We can construct the best possible final race scenario for that driver. In such a race, (s)he would earn ~N~ points, while the current champion would earn only ~1~ point, the current runner-up only ~2~ points and so on. Generally, the driver in position ~p < K~ earns ~p~ points; drivers in positions ~p > K~ are irrelevant since they cannot have more points than driver ~K~ in the constructed scenario.

Can driver ~K~ be the World Champion in this scenario? The answer is 'yes' if (s)he has a sum greater than all other drivers, that is, if the relation

$$\displaystyle a[K]+N \ge \max\{a[1]+1, a[2]+2, \dots, a[K-1]+K-1\}$$

is satisfied, where ~a[p]~ is the number of points that driver ~p~ in the descending sequence had before the final race.

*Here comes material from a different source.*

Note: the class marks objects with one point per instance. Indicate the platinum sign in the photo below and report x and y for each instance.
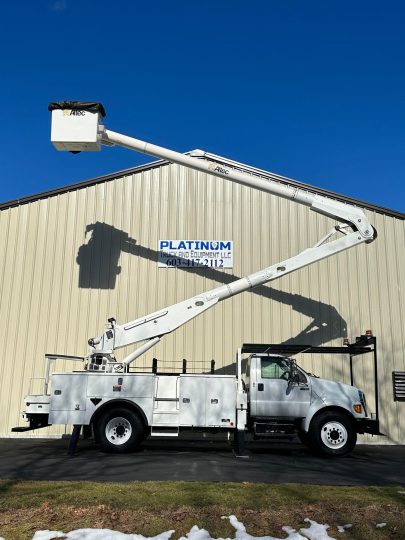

The solution that computes the maximum above (let us denote it by ~mx(K)~) for every ~K~ from scratch has complexity ~\mathcal O(N^2)~, which is too slow. Fortunately, the maximum is simple to compute gradually as needed: whenever the observed ~K~ is incremented, we can compare the previous maximum value with the current point value and update the maximum if needed. To formalize,

$$\displaystyle mx(K+1) = \max\{mx(K), a[K]+K\}$$

This reduces the complexity of finding the solution to ~\mathcal O(N)~. The total complexity is ~\mathcal O(N \log N)~ because of sorting.